Getting started with VoiceXML 2.0

Dave Raggett, revised 14th November 2001.

This is a short introduction to VoiceXML. It owes its heritage to a well travelled set of slides by Scott McGlashan of HP. Scott Co-Chairs the W3C Voice Browser working group and leads the VoiceXML subgroup.

VoiceXML Overview
Key Concepts of VoiceXML
VoiceXML Examples
Further Reading

VoiceXML Overview

telephone, voicexml interpreter and website

What is VoiceXML? Well its an XML language for writing Web pages you interact with by listening to spoken prompts and jingles, and control by means of spoken input. VoiceXML brings the Web to telephones. If you want to get a hands on feeling for what this is like, there are an increasing number of voice portals which you can phone into and try out for yourself. Several sites also offer free hosting for VoiceXML. Some pointers to these sites can be found in the FAQ on the overview page.

VoiceXML isnt HTML. HTML was designed for visual Web pages and lacks the control over the user-application interaction that is needed for a speech-based interface. With speech you can only hear one thing at a time (kind of like looking at a newspaper with a times 10 magnifying glass). VoiceXML has been carefully designed to give authors full control over the spoken dialog between the user and the application. The application and user take it in turns to speak: the application prompts the user, and the user in turn responds.

VoiceXML documents describe:

spoken prompts (synthetic speech)
output of audio files and streams
recognition of spoken words and phrases
recognition of touch tone (DTMF) key presses
recording of spoken input
control of dialog flow
telephony control (call transfer and hangup)

VoiceXML makes it easy to rapidly create new applications and shields developers from the low level and implementation details. It separates user-interaction from service logic.

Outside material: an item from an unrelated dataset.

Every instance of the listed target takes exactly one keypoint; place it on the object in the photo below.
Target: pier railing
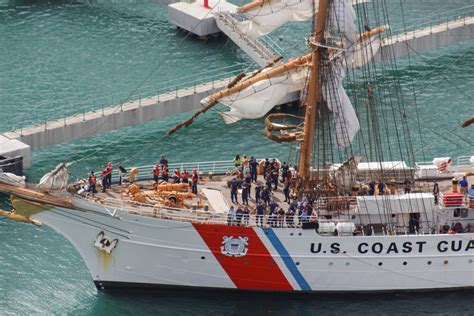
(446, 18)
(117, 99)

The W3C VoiceXML 2.0 specification is the definitive reference to VoiceXML. You can also find other related work on W3Cs voice browser overview page

Key Concepts

A session begins when the user starts to interact with a VoiceXML interpreter and continues as VoiceXML documents are loaded and unloaded. The session ends when requested by the user, VoiceXML document or interpreter context. The platform defines the default session behavior, although this can be overridden in part by VoiceXML.

VoiceXML documents define applications as a set of named dialog states. The user is always in one dialog state at any time. Each dialog specifies the next dialog to transition to using a URL.

VoiceXML dialogs include: forms and menus. A menu presents the user with a choice of options and the transitions to another dialog state based upon the users selection. A form defines an interaction that collects values for each of the fields in the form. Each field may specify a prompt, the expected input, and evaluation rules. The form can be submitted to a server in much the same way as for HTML.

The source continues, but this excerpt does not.